If I specifically change my nameserver away from 127.0.0.53 for a query and point it anywhere else, these single-label names immediately resolve correctly again.
I was also speculating in the other thread that it might be hard to get systemd to reverse this decision just for the one host "ai". Even though we now have twice as many examples of hosts that are broken by this, I still think it might be hard to get it fixed!
If I specifically change my nameserver away from 127.0.0.53 for a query and point it anywhere else, these single-label names immediately resolve correctly again.
I was also speculating in the other thread that it might be hard to get systemd to reverse this decision just for the one host "ai". Even though we now have twice as many examples of hosts that are broken by this, I still think it might be hard to get it fixed!

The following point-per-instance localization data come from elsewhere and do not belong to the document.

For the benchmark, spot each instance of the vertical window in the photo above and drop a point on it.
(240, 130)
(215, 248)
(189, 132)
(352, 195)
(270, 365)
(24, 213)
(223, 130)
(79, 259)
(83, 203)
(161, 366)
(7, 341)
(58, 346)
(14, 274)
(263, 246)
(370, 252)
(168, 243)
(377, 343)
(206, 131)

I also couldn't see ai, but my nameserver was set to my wifi router. I guess either my wifi router is using systemd-resolve or this practice isn't just done by systemd.
Interesting. Thanks for sharing!
I almost get the impression that the only single restriction to urls is having http(s):// at their beginning.
Also reminds me on this interesting collection of unusual urls (and regular expressions) https://mathiasbynens.be/demo/url-regex
Also reminds me on this interesting collection of unusual urls (and regular expressions) https://mathiasbynens.be/demo/url-regex
This is very cool and I have 0% idea how it works. My work's network actually blocks this as 'Unknown', but I'll check it when I get home.
How do you even access it? It won't resolve for me (1.0.0.1). redbot.org can't see it either. who.is falls back to pn.com.
Archive.org has some archived governments website under the address. I got it to resolve under google DNS as an empty webserver with no contents.
It doesn't seem to have a corresponding ip, at least for me. Wonder if Pihole can't handle it.
If you're using systemd-resolve either on your own system or on the Pi, single-label DNS lookups won't be propagated. (You can see that you're using this if your upstream resolver is set to 127.0.0.53 anywhere.)
http://pn/
It indeed runs a webserver.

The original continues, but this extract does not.